Come la radio non è stata spiazzata dalla televisione, ma vive perfino un nuovo momento felice, così anche i giornali, una volta che ripensano se stessi e non pensano semplicemente di adeguarsi agli stili comunicativi (ad esempio a quello della televisione), ma invece riscoprono qual’è un motivo vero, un motivo più profondo, quello più utile per cui il lettore li va cercando, anche i giornali di carta possono, anzi dovranno, senza dubbio ritrovare la loro funzione.

Funzione che, in un universo in cui le notizie sono tutte immediatamente disponibili (già adesso con la televisione, ma ancor di più con Internet), sarà probabilmente quella di essere i ‘fornitori di punti di vista’.

I fornitori di punti di vista interessanti, raziocinanti, suggestivi, anche di emozioni, ma comunque di un valore aggiunto che la notizia pura da sola non da.

Nello stesso tempo potranno probabilmente avere in sinergia o in parallelo, o in maniera intrecciata (le forme aziendali e organizzative non sono davvero facilmente definibili, sono soltanto sperimentabili nella pratica e nel concreto fare) anche la loro veste elettronica e insieme però troveranno questa volta dei nuovi concorrenti.

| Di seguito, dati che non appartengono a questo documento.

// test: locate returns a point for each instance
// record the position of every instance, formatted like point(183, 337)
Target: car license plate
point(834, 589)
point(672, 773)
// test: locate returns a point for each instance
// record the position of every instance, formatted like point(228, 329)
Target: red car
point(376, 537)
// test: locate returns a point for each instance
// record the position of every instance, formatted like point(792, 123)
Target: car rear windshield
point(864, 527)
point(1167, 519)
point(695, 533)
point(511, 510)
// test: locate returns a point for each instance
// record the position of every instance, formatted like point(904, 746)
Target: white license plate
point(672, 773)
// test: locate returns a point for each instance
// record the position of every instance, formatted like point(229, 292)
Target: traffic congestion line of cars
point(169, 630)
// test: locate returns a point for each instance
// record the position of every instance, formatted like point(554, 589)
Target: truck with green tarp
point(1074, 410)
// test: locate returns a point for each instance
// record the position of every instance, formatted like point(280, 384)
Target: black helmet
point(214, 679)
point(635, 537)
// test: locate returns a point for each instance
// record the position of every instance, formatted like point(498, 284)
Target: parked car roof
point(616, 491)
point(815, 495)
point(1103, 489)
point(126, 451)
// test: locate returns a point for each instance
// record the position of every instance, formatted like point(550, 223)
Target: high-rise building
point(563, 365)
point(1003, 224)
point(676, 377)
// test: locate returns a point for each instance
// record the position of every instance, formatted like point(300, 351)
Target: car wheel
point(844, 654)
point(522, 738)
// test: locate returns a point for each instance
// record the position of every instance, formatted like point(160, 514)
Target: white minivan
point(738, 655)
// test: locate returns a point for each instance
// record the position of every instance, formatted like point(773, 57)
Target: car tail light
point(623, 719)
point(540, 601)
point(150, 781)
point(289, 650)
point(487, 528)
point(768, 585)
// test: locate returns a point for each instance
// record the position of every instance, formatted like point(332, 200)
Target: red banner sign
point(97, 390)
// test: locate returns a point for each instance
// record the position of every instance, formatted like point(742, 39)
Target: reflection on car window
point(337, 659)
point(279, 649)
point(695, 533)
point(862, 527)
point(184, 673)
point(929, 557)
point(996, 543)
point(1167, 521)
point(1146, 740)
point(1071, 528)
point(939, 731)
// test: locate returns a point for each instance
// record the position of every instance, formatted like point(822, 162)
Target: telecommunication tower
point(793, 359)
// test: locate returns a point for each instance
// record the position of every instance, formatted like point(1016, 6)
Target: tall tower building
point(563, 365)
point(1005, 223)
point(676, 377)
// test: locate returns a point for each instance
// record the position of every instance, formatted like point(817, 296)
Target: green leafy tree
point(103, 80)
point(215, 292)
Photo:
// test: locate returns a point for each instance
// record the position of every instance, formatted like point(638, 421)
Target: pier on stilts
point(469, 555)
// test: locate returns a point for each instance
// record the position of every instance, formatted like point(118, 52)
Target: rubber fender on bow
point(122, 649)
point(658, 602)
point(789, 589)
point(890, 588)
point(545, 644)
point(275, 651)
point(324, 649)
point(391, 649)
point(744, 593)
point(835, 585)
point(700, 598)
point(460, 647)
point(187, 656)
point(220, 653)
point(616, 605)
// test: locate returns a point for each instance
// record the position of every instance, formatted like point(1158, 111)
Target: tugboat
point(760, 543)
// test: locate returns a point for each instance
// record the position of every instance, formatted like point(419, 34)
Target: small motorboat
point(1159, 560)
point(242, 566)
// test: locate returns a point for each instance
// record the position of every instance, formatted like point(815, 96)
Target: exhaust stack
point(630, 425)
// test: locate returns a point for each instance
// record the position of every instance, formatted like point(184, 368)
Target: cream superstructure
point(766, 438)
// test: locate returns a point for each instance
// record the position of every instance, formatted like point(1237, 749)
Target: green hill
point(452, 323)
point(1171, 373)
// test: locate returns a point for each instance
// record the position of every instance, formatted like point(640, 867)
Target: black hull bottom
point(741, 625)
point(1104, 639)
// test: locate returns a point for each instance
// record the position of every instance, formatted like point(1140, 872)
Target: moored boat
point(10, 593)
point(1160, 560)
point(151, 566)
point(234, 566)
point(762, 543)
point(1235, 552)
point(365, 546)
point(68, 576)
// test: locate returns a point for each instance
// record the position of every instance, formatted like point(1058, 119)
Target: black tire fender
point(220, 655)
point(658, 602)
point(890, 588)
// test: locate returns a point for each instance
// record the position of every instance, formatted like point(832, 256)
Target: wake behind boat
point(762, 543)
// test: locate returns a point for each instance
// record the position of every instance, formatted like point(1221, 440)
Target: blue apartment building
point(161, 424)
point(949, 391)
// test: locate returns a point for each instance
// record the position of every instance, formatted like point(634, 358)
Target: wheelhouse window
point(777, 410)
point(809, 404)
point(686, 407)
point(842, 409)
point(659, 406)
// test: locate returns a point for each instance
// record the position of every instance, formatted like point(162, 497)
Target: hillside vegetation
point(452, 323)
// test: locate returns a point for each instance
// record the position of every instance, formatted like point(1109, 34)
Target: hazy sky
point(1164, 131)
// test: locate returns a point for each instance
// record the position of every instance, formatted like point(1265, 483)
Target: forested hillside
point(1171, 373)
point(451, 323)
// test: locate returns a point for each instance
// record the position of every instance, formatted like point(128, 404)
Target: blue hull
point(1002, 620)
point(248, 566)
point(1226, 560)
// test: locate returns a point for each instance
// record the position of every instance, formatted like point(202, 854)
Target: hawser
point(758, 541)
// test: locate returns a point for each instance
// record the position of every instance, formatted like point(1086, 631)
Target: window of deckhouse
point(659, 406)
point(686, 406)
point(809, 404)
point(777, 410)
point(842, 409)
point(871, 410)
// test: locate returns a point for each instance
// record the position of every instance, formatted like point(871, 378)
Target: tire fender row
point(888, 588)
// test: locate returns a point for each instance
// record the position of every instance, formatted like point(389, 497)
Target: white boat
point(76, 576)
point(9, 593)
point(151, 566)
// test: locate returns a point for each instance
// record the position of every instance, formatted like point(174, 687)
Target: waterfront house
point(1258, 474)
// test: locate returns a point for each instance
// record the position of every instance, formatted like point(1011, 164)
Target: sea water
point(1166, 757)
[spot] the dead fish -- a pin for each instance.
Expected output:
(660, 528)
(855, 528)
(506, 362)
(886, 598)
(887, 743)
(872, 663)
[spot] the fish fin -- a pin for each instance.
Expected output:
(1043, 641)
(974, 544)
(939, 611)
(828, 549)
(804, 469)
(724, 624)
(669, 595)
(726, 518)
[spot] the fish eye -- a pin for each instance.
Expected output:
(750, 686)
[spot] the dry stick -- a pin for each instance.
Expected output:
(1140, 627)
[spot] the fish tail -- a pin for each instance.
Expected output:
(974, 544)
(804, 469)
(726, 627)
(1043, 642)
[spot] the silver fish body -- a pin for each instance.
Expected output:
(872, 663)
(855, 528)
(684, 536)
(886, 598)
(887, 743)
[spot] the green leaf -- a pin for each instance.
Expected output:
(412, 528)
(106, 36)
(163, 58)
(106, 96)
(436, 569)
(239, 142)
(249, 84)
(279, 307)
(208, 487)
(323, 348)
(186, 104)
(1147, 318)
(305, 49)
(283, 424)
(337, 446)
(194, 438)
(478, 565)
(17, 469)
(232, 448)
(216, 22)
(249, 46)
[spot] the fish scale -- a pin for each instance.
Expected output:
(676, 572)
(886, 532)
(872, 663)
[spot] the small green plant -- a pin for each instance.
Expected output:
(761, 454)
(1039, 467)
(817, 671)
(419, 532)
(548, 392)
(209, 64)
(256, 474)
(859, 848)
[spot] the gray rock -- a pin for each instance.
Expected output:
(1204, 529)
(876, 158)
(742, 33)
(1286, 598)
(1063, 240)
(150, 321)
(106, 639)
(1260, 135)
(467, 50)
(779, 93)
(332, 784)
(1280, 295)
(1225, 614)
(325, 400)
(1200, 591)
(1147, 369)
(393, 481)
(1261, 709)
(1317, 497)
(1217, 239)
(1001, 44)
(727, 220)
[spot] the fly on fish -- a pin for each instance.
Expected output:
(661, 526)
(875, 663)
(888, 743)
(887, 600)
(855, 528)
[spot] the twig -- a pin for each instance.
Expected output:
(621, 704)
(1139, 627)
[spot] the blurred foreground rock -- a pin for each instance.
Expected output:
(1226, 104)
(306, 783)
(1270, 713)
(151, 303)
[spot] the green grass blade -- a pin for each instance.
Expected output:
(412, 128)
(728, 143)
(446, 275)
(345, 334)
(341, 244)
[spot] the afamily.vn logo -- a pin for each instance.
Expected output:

Nel senso che alla fin fine una delle cose che è già successa (non è una previsione quella che io faccio) è che praticamente ogni luogo di Internet, ogni sito, è comunque una sede di informazioni.

Persino quelli che si presentano più di altri come siti di puro servizio (le famose macchine di ricerca, mettendo dentro le quali una parola chiave si trovano tutti i riferimenti che esistono sulla rete che contengono quella parola), sia per motivi commerciali, sia per attrarre più visitatori, forniscono ormai un servizio di super-agenzia.

 

Abbiamo dunque un agglutinarsi e uno sparpagliarsi assieme di informazioni, per cui chi usa un servizio che è un puro servizio archivistico, nello stesso tempo trova le ultime notizie di quel giorno, magari riprese, rilanciate, ricostruite assieme, rimontate.

E’ un bel ‘turbinio’. Un turbinio non immediatamente definibile oggi nel suo itinerario di sviluppo, ma che segnala che entrano in campo insieme al nuovo mezzo nuove competenze, nuove professionalità le quali, di nuovo, non sono oggi date.

Non esiste la scuola di giornalista Internet, non esiste ancora, e non sarebbe possibile farla. E’ possibile probabilmente soltanto cercare di sperimentare con una qualche intelligenza e lungimiranza quello che andrà a succedere.